A suspected nuclear accident involving a new doomsday weapon killed a handful of people at a Russian weapons testing range earlier this month, and this may be just the beginning as Russia races to expand its arsenal.
Russian President Vladimir Putin announced last year that his country is developing powerful new weapons designed to skirt US defenses. One of these doomsday weapons, as experts have called them, is the 9M730 Burevestnik nuclear-powered cruise missile, a superweapon that NATO calls the SSC-X-9 Skyfall.
The strategic rivalry between the US and Russia has intensified as the US military increasingly focuses on the threats posed by great power competitors, and with the recent collapse of the Intermediate-Range Nuclear Forces (INF) Treaty, the US and Russia are both developing new ground-based missiles. The US tested an intermediate-range missile on Sunday, the first such test since the end of the 1987 arms control agreement earlier this month.
"The United States and Russia seem to be drifting into a new arms race, either out of some bizarre nostalgia or because no one can think of anything better to do," Jeffrey Lewis, director of the East Asia Nonproliferation Program for the James Martin Center for Nonproliferation Studies at the Middlebury Institute of International Studies at Monterey, wrote in a recent Foreign Policy article.
The Skyfall missile is said to be "invincible" and have "an unlimited range, unpredictable trajectory and [the] ability to bypass interception." The missile might be able to do those things, assuming it actually worked.
Western experts and intelligence officials believe that a violent and deadly explosion at the naval weapons testing range in Nyonoksa was caused by another failed test of this new missile, and point to the spike in radiation levels nearby.
Accidents occur frequently in the Russian military, and many Russian service members and specialists, some of which have been posthumously named "national heroes," have made the ultimate sacrifice for Russia's advancements.
Jeffrey Edmonds, a Russia expert who previously served as a CIA analyst and member of the National Security Council, told INSIDER that the problem appears to be that Russia often combines a willingness to take risks with an outdated military infrastructure that simply can't mitigate those risks, creating a dangerous environment where accidents are more likely.

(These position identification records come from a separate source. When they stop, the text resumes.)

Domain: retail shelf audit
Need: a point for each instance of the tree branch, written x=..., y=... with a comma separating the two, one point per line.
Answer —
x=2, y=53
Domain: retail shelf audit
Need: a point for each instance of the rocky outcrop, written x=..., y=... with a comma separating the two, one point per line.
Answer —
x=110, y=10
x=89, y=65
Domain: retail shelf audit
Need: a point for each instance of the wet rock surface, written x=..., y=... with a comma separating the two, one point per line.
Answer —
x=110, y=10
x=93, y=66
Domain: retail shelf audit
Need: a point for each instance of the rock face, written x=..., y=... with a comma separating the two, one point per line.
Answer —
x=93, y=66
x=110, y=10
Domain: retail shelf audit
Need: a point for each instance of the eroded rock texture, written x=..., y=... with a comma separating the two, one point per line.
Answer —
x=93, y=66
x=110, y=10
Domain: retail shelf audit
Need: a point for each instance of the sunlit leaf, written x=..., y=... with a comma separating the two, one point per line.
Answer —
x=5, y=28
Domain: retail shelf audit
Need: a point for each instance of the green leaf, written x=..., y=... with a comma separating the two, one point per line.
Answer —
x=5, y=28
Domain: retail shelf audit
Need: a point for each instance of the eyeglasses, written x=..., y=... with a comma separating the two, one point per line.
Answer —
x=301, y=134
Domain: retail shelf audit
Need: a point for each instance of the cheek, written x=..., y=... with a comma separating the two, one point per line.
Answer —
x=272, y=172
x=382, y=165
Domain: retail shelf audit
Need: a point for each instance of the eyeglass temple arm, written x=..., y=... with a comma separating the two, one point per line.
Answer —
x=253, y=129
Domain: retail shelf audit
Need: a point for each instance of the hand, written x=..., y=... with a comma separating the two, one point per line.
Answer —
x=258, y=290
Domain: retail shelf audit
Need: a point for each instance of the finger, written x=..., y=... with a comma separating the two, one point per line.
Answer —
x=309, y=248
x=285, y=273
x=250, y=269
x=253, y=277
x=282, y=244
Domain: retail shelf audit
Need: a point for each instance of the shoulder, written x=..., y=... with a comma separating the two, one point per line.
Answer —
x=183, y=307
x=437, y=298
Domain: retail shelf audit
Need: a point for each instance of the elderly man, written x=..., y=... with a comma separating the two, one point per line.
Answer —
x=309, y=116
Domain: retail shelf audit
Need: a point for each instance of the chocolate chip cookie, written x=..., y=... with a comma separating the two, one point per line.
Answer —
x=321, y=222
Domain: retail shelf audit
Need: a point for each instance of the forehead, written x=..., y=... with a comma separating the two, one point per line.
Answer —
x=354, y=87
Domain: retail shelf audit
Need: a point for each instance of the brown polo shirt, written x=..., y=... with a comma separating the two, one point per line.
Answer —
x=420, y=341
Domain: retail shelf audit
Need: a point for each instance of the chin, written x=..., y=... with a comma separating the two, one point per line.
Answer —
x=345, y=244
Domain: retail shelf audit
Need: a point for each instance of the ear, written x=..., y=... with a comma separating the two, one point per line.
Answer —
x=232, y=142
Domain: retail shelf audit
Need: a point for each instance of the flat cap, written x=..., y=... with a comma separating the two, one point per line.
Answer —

"Russia really pushes an infrastructure that is old to try to keep up or gain parity with the United States," Edmonds explained. "They're pushing their fleet and pushing their military to perform in a certain way that is often beyond what is safe for them to actually do considering the age of the equipment and the age of the infrastructure."
Lewis recently wrote that this new arms race poses a serious potential for new nuclear accidents, like the one that appears to have occurred in Nyonoksa.
"Even though the Cold War didn't end in wide-scale catastrophe, it still resulted in a series of small-scale catastrophes for many of the people who lived it," Lewis wrote.
In the wake of the recent disaster at the weapons testing range, Rosatom, Russia's state nuclear agency that lost five of its employees, said simply that this sort of thing "happens when testing new technologies." Alexey Likhachev, the head of Rosatom, said that "the best thing for their memory will be our further work on the new weapons."
"Accidents, unfortunately, happen," the Kremlin stated in response to the latest tragedy.
Details of the Nyonoksa explosion are few and far between as Russia appears to be covering up what many believe was a nuclear accident, one that triggered a brief spike in radiation levels in a nearby Russian town.
"Russia is prone to nuclear catastrophes. But these disasters don't place Russians alone at risk. Sooner or later, they could place the world in danger," a former professor of Russian national security studies at the US Army War College, warned in an op-ed last week.